Н. Н. была окружена восторженными молодыми людьми, которые все расспрашивали ее о Ходасевиче. Я не удержался и напомнил ей наш давний разговор в “Stagecoach”. ‘Теперь вы согласны, что Ходасевич был великий поэт?” Она опустила глаза и ответила: “Еще бы не помнить. Вы были правы. Его день пришел”. Но отыгралась, когда я сказал ей, что разбираю с аспирантами ее “Лирическую поэму”. “Прикажете вас благодарить? — Благодарить должен я вас, а вот как она была связана с «Соррентинскими фотографиями»?” — Они написаны одновременно, моя поэма даже раньше”.

С поэтами филологу не надо говорить об их стихах, это не этично, да и все равно правды не скажут.

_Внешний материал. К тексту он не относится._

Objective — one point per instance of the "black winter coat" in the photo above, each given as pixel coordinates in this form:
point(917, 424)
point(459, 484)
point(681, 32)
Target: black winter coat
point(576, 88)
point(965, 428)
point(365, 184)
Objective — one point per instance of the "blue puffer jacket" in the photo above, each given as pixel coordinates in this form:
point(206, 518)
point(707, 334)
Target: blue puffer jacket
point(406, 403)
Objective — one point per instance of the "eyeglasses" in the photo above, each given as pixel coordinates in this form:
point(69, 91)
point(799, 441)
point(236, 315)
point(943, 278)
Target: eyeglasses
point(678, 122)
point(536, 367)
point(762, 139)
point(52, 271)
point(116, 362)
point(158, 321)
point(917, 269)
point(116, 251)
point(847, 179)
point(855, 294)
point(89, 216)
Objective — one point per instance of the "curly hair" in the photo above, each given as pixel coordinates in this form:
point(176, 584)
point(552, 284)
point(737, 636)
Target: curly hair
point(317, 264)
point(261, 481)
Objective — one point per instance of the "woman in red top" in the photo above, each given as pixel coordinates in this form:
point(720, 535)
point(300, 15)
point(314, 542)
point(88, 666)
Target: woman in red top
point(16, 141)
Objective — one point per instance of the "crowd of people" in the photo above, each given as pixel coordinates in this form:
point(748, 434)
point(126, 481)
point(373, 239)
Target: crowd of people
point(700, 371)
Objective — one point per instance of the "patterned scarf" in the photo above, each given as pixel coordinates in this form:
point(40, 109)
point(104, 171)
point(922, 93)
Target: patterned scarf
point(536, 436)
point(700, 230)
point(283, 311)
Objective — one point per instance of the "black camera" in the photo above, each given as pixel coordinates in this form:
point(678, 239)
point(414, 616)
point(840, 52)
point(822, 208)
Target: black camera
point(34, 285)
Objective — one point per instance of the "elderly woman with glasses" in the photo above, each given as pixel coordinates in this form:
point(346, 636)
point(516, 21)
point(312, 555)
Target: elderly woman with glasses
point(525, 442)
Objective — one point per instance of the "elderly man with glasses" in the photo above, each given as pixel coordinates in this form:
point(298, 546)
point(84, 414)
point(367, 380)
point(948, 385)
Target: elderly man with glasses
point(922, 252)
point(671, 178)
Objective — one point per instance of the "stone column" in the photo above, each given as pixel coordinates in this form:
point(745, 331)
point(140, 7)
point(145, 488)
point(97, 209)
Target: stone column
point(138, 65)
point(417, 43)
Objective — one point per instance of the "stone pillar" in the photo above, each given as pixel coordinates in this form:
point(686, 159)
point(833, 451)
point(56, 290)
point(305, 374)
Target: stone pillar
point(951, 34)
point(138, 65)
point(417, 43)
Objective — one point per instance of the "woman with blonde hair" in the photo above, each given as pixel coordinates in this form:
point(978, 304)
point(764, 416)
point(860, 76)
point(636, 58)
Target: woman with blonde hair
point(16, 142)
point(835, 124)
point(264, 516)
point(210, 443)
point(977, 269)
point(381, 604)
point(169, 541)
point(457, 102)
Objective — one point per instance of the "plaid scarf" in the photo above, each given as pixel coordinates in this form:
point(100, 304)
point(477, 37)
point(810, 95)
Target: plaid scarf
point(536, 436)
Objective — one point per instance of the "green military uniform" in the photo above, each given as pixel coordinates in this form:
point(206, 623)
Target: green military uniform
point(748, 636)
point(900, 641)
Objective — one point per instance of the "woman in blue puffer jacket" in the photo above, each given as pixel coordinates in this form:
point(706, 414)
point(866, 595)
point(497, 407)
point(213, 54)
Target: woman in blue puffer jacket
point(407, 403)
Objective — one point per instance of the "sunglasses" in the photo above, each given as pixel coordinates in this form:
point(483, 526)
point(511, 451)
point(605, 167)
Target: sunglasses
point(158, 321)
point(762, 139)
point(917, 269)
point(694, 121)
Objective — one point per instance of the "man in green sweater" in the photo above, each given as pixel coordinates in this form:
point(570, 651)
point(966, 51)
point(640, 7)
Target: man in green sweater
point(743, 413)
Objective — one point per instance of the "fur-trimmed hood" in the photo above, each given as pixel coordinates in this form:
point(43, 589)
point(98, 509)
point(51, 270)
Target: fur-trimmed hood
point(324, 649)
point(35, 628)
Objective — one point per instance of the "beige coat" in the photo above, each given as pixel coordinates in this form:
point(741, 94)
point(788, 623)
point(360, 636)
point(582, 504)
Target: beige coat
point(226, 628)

Была эпоха возобновленных исторических дискуссий, а она не могла жить без политики, и разговор, не в первый раз, зашел у нас с ней о расстрелянном императоре. “Ходынка, Цусима, девятое января, 14-й год, и все-таки никто не заслужил той смерти, которой умер он, с сыном на руках! — Он заслужил! Он заслужил свою смерть! Десять таких смертей!” Никогда не встречал я человека, который бы одновременно так ненавидел Романовых, презирал русскую аристократию, какой она стала к концу XIX века, и боялся русских революционеров и масонов. Масоны были ее манией, она серьезно считала, что если бы не масонская клятва союзникам, то Россию можно было бы спасти, может быть, еще и летом 1917 года.